OPINION
I needed a posh dish for something I was writing, a dish that would convey not only great expense but also a taste beyond the ordinary, something transcendent. I wrote lobster thermidor. Then stopped.
I had never eaten lobster thermidor. I did not know what the ingredients were, apart from, at a hazard, lobster. All I knew was its connotations of luxury, of near unattainability to hoi polloi. So I looked it up. It’s very French. It consists of lobster flesh and a sauce made with wine, cream, egg yolks and gruyere. In other words you and I already know exactly what it tastes like, which is upmarket macaroni cheese. Macaroni cheese is a fine thing but transcendent it is not.
So why the reputation? The credit goes to the lobster. Lobster is posh because it’s expensive. And it’s expensive because it’s rare. And it’s rare because it’s hard to catch. So if it were easy to catch it wouldn’t be rare or expensive or thought transcendent.
I once played in a squash tournament in Kaikoura. Kaikoura abounds in lobsters. The town is named after lobsters. And the club very kindly laid on a crockpot of lobster stew. It was no better or worse than a fish stew. The wonder had disappeared with the rarity. ‘If all the year were playing holidays, to sport would be as tedious as to work.’

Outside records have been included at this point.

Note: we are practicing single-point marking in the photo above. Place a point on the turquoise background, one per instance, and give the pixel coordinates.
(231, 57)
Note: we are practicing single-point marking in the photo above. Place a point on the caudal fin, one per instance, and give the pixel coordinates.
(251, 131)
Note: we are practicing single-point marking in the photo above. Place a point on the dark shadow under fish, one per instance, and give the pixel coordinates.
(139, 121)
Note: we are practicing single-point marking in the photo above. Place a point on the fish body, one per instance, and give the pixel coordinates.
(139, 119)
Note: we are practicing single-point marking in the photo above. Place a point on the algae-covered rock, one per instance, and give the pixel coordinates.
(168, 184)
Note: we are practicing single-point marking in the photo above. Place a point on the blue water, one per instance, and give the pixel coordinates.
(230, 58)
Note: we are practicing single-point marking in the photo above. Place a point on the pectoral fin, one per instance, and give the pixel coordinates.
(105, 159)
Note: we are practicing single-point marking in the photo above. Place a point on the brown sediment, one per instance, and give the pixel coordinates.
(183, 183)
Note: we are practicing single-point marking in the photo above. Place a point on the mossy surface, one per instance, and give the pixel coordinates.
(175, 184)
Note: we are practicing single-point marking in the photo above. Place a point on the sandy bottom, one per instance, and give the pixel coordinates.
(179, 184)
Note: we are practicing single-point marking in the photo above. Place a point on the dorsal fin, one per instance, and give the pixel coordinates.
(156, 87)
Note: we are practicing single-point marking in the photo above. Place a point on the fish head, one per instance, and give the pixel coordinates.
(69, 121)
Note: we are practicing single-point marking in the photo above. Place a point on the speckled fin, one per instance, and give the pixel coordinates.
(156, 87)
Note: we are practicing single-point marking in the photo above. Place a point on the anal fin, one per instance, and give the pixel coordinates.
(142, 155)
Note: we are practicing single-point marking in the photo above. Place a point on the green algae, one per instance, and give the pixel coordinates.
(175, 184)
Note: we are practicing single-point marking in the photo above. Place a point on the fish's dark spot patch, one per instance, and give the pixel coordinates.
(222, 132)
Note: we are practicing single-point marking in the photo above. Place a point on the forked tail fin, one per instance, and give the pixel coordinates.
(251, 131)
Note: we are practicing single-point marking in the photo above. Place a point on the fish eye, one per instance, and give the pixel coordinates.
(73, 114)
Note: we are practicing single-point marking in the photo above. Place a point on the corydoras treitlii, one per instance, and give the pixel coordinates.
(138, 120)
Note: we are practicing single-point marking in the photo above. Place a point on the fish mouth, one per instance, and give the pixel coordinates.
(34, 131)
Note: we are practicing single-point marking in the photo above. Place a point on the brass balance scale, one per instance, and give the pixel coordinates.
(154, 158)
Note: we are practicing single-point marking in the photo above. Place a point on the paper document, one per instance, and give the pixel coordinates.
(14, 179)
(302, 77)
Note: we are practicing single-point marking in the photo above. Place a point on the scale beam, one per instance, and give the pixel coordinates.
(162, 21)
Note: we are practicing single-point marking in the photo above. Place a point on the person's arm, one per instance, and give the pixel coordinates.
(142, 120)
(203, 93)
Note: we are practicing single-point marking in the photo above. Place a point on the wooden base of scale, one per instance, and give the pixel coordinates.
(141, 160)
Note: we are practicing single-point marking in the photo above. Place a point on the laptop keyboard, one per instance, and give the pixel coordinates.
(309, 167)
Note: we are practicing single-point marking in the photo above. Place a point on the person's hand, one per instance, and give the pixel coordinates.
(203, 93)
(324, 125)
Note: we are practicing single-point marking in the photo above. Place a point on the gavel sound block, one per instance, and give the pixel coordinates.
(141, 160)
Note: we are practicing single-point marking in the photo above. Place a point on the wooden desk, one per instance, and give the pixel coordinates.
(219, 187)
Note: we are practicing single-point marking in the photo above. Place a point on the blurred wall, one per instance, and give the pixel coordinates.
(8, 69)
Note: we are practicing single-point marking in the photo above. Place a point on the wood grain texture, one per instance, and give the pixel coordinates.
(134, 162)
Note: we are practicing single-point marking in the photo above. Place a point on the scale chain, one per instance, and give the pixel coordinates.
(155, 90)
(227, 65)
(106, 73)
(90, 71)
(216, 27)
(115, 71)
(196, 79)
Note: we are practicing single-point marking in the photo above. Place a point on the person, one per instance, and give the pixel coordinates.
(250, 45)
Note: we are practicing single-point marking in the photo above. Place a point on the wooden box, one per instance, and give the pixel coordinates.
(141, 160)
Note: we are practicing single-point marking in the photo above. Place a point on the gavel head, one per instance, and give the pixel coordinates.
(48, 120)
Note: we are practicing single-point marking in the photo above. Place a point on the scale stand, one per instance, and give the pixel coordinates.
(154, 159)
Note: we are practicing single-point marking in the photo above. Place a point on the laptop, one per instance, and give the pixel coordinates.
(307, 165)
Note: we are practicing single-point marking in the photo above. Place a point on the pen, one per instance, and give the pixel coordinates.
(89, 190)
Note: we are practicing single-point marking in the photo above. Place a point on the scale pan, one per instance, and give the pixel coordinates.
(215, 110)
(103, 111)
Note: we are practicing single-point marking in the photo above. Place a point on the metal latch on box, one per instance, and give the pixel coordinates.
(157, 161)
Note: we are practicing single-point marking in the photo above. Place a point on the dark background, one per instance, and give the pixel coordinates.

It is the same with other ostensibly transcendent foodstuffs. I heard great things of artichoke hearts. The key word was heart. It implied a sumptuous vegetable butchery. Then I ate one. It was awkward to get at which may have contributed to its reputation. Once got at, however, a frozen pea would best it.
I’ve eaten millionaire-grade caviar. All I could taste were the dollar signs. I have not eaten lark’s tongues, but I have eaten song thrush. Song thrush is just bones. You crunch them rather than pick the flesh from them. Either way it’s not worth bothering.
I have not drunk, and do not plan to drink, the world’s most costly coffee. It’s made from beans that have passed through a particular species of wild cat. I am not making this up. The digestive process is supposed to imbue the beans with a je ne sais quoi. But je sais exactly quoi. What it imbues the beans with is merely rarity. The cats are few, the dung collectors fewer.
Advertisement
I once spent a year teaching English to a class of French adults. As a kindness and a thank you at the end of the year they took me to a gastronomic restaurant in the Vosges. There was no menu. The suitably fat proprietor came out from the kitchen to describe the food we’d get. There description was an art form. The dishes that followed were bound to disappoint. And they did, though I was not quite churl enough to say so.
I was reminded of Evelyn Waugh’s fantasy of the ideal meal which was to have a sequence of exquisite dishes passed beneath one’s nose and then taken away. Because the pleasure lay not in the grossness of consumption but in the suggestiveness of expectation, in the hope of transcendence.
There are many good things to eat and drink in this world and they are to be enjoyed. I myself wrote recently in celebration of cherries from Central. I may have laid it on a bit thick, but I never claimed they are transcendent things. No things are transcendent things. The search for edible transcendence is like the search for god.
Some years ago I was given a bottle of impossibly expensive wine. I kept it on a high shelf, took it down occasionally for people to coo at, but found no occasion that justified its consumption. Eventually, I tired of its immanence and took it along to dinner with friends. I announced it on arrival. This wine is god, I said. And everyone went ooh and ahhh and someone suggested we do a blind tasting. The sole non-drinker, a pregnant woman, took god and four other bottles to the kitchen and poured them into five identical glasses and called them a b c d and e. One by one we trooped into the kitchen to taste them all and rank them. God was b. When the results were totted up, god came fourth out of five.